I’ve been a fan of Adam Kahane’s work for years, but I only met him a few days ago. It was my loss, because his work brilliantly takes mainstream peacebuilders out of their comfort zones in constructive ways.
In his most recent book, that starts with the title–Collaborating with the enemy–and subtitle–how to work with people you don’t agree with.or like or trust.
Collaborating with the enemy tends to put us off because it conveys the image of people who overtly or covertly gave support to the Nazis during World War II and others of that ilk. However, the term has another and more positive meaning in which working with our adversaries is not only a good thing, but an inescapable thing. Indeed, those are the situations that we peacebuilders typically find ourselves in.
If we are going to succeed in helping others–not to mention ourselves–deal with people we disagree with, dislike, and don’t trust, Kahane’s most recent book i sa great place to start.
Early on, he makes the case that today’s circumstances make seeking collaborative solutions more necessary but also more difficult to achieve given everything from the accelerating rate of change to our tendency to engage in what he calls the enemyfying syndrome in which we tend to demonize out adversaries.

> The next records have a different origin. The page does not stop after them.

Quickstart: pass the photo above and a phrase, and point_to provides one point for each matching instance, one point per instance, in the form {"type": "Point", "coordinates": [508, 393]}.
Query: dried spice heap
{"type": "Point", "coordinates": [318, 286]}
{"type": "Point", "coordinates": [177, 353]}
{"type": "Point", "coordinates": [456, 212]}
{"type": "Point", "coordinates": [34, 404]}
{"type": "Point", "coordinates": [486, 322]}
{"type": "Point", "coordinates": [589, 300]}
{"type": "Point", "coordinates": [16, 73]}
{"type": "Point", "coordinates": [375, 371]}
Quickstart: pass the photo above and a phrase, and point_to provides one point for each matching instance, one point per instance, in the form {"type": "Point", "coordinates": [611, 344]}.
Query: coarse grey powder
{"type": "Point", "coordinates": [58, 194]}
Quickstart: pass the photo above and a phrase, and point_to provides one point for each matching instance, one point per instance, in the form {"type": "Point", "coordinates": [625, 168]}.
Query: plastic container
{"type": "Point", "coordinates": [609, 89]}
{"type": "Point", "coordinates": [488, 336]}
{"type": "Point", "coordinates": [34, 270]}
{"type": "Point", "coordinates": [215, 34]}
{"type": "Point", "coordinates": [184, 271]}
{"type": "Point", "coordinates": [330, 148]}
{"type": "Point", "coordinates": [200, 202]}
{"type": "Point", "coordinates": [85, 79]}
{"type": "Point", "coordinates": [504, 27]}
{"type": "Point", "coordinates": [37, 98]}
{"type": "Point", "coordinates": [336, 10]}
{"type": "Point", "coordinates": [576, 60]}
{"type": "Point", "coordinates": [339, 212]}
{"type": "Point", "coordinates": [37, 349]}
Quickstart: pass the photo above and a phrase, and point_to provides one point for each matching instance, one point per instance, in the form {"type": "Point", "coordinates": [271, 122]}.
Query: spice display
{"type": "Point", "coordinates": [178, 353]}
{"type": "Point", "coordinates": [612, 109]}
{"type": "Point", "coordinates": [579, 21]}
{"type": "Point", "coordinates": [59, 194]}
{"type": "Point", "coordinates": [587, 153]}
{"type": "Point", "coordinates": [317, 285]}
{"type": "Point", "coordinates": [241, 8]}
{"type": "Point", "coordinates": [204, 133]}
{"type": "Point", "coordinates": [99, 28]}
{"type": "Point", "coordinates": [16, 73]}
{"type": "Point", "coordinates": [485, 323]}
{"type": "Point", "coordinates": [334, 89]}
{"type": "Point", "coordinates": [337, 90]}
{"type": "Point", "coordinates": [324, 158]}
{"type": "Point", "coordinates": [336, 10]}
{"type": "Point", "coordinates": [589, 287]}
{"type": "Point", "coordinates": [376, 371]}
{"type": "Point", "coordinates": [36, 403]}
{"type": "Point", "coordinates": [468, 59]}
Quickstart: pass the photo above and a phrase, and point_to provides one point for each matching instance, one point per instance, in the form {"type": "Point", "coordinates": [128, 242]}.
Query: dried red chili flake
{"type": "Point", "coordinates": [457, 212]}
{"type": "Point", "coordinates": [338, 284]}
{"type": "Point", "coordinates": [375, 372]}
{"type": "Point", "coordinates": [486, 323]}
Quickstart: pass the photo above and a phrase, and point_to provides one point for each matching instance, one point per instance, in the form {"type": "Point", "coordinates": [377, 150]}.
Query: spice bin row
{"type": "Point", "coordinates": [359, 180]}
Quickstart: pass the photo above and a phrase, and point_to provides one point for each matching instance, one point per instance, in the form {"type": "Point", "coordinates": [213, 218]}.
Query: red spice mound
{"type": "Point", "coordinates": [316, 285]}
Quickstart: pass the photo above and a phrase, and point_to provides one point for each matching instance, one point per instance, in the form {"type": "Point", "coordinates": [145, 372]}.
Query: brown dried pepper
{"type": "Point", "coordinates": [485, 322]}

Collaboration is not our only option. But, in a world of wicked problems in which there is no single, obvious path forward, collaboration is only one of several options. It is, however, the only path to follow if you want to (in his terms) generate creative responses to those problems which we share in common with each other. To see what he means by stretch collaboration in any detail, you will have to read the book. But, essentially, he argues that we have embrace both the conflict we are in and the connections we can build with the people we disagree with.
In fact, Kahane and his Reos Partners have spent the last twenty years doing just that in settings as different as the slums of Haiti and glamorous corporate boardroom.
He is best known for his work using scenarios, which you will find featured here. However, he goes much farther especially by encouraging us to consider using both traditional forms of what he calls vertical power “over” others with the kind of love or cooperative problem solving (horizontal in his terms) that we peacebuiilders are more comfortable with.
Kahane is also an excellent writer who occasionally slips in some self-deprecating humor.
Like all of his book, a must read for serious peacebuilders who are frustrated by our lack of progress.